Khalid Sheikh Mohammed is a 1986 graduate of North Carolina Agricultural & Technical State University, and thus familiar with the basics of U.S. culture. It’s no surprise that he would invoke the name of George Washington, who looms so large in our history and heritage. But his analogy fails on two levels.
First, George Washington didn’t lead attacks on civilian populations, as Mohammed admitted to making his main effort (and expressed regret for, somewhat late). Because of prevailing military customs, and because he was fighting on his own ground, Washington usually sought to minimize civilian casualties and suffering. Although a pro-American terrorist operated in Britain during the war, neither Washington nor the Continental Congress knew about him.
The major exception to this pattern when Washington approved of campaigns against Iroquois allies of the British. When Native American and European-American armies fought, there was a conflict of competing military customs as well, with civilians targeted for capture and death. Furthermore, the U.S. army did want to push the native population from the lands west of Albany. But even then Washington’s orders targeted settlements, not populations, and ordered civilians to be taken alive:
The immediate objects are the total destruction and devastation of their settlements, and the capture of as many prisoners of every age and sex as possible. It will be essential to ruin their crops now in the ground and prevent their planting more.These campaigns might have been the source of Washington’s Seneca nickname “Town Destroyer,” or might simply have reinforced the ominous meaning of that name for Native Americans. But Washington did not seek to maximize the civilian death toll.
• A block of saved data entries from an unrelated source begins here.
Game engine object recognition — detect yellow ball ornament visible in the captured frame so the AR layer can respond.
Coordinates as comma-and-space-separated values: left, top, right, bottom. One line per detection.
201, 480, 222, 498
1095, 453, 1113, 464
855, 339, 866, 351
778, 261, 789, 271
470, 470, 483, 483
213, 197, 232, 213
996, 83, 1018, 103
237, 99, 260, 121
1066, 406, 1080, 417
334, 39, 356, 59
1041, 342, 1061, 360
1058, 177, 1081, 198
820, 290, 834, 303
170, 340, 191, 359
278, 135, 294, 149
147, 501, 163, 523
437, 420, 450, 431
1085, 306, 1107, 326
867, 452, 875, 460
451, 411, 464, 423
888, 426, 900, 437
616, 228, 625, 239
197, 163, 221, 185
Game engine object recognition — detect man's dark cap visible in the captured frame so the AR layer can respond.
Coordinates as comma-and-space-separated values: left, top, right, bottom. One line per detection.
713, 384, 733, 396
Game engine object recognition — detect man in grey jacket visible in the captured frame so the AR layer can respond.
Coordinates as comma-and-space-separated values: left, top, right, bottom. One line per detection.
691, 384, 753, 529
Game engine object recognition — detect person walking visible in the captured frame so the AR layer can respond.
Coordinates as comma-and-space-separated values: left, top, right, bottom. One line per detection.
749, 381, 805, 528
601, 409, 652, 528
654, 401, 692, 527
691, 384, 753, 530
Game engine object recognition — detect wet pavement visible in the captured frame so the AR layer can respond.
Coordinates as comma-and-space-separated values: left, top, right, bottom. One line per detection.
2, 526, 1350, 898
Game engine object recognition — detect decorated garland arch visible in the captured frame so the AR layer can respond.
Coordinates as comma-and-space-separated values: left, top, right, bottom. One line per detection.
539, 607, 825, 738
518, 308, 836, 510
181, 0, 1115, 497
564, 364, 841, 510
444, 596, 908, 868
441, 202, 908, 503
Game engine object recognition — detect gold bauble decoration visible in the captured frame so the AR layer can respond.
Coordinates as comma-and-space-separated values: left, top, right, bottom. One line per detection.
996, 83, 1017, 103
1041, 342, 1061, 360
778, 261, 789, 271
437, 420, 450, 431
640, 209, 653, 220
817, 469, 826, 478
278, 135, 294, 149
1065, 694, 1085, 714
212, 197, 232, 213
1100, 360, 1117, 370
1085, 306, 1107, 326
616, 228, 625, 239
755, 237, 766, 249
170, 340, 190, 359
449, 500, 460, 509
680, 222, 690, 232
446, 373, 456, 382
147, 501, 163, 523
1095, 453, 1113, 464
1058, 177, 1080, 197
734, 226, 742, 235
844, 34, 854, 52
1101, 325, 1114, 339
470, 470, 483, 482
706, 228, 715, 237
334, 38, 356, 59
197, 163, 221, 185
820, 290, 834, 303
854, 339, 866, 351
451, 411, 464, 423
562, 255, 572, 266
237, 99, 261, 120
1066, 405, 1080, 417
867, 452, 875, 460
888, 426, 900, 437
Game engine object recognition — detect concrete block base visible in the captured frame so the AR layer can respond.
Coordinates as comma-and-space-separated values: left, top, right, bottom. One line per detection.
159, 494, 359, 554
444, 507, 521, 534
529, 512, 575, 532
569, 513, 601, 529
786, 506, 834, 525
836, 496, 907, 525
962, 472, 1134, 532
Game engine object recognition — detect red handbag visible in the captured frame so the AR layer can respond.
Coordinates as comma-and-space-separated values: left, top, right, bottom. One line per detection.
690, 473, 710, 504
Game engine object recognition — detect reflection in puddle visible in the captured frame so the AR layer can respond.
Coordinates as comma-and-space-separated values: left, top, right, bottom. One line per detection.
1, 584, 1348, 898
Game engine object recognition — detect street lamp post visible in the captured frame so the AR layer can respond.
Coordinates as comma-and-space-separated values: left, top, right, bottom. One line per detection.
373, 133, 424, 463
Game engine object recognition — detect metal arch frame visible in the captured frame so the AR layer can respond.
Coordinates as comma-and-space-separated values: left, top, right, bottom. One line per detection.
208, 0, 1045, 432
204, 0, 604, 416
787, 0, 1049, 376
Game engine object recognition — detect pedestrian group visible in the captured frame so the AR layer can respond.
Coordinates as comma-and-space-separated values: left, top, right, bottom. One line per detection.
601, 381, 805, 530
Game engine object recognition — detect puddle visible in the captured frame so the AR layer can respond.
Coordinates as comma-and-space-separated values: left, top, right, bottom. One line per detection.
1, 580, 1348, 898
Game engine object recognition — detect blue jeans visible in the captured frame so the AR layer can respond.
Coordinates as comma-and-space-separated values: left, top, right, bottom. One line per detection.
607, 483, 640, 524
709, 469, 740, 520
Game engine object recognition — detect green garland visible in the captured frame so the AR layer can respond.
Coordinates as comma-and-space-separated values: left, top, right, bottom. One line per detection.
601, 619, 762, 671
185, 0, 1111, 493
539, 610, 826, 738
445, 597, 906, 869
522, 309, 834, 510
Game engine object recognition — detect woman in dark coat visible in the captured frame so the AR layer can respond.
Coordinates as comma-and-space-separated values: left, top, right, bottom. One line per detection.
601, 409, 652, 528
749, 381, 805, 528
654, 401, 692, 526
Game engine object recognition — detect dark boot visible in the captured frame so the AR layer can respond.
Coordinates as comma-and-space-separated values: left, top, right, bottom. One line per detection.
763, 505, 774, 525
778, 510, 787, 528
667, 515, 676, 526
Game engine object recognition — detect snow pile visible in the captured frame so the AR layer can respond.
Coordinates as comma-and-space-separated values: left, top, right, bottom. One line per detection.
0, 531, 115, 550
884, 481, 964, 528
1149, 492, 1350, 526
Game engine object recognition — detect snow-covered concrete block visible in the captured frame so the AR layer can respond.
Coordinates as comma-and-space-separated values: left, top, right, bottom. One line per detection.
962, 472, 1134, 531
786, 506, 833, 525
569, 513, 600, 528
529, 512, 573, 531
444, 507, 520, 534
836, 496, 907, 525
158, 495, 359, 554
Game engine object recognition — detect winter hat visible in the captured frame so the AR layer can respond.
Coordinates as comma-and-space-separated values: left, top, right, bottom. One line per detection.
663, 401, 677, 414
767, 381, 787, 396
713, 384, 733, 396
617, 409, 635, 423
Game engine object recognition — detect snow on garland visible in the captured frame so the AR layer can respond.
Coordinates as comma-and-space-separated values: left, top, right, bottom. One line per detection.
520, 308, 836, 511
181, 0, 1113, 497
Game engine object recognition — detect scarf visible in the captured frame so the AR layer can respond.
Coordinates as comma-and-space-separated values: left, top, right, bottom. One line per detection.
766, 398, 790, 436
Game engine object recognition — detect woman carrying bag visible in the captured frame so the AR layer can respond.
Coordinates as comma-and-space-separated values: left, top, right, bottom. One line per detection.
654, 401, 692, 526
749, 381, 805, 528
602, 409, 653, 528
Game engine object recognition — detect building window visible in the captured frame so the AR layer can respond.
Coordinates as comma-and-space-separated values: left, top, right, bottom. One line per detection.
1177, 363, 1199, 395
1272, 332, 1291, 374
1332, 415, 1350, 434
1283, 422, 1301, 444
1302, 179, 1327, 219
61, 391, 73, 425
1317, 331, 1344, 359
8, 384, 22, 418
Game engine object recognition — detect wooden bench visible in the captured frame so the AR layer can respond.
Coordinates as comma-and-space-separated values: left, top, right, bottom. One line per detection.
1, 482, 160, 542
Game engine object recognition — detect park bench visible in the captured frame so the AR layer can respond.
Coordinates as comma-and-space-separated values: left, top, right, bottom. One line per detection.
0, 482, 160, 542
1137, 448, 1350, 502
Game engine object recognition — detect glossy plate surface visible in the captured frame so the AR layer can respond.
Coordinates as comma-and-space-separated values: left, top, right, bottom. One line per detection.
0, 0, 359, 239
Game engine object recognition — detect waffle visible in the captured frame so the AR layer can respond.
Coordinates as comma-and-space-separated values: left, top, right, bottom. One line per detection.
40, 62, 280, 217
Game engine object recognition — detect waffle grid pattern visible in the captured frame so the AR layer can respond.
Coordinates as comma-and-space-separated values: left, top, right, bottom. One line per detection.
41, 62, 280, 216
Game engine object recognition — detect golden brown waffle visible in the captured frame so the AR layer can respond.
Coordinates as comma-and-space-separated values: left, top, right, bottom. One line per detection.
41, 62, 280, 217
Mohammed’s second historical lapse is that if the British military had captured Washington during the war, the best evidence is that they wouldn’t have treated him as an “enemy combatant” or the eighteenth-century equivalent. They wouldn’t have cut him off from the customary protections of law. They wouldn’t have tortured him. In fact, the best evidence suggests the military would have treated the captured general rather well.
The British military did capture some U.S. generals during the Revolutionary War: Gen. Charles Lee in New Jersey, Gen. Benjamin Lincoln in Charleston, perhaps others I don’t recall. And the British treated those men as prisoners of war, eventually releasing them in prisoner exchanges. Similarly, the American forces captured British generals: Gen. John Burgoyne after Saratoga, Gen. Cornwallis at Yorktown. They, too, were treated as prisoners of war. Only men captured in the act of spying or sabotage while in civilian dress were subject to military trial and execution.
In fact, given the society’s deference to gentlemen—and only gentlemen could become generals—captured commanders were treated far better than ordinary soldiers. Americans complained for decades after the war about the plight of P.O.W.’s on the prison ships anchored off Brooklyn, and Britain resented the U.S. decision not to release Burgoyne’s “Convention Army” as initially promised. Had the British captured Washington, they might have tried him for treason, but they would certainly not have tortured him or come up with a new categorization like “enemy combatant” to keep him out of the legal system.
In sum, Mohammed’s statement was historically inaccurate in two ways: the current U.S. administration has treated prisoners worse than the British government during the Revolutionary War, and Mohammed admitted to behaving far worse than George Washington.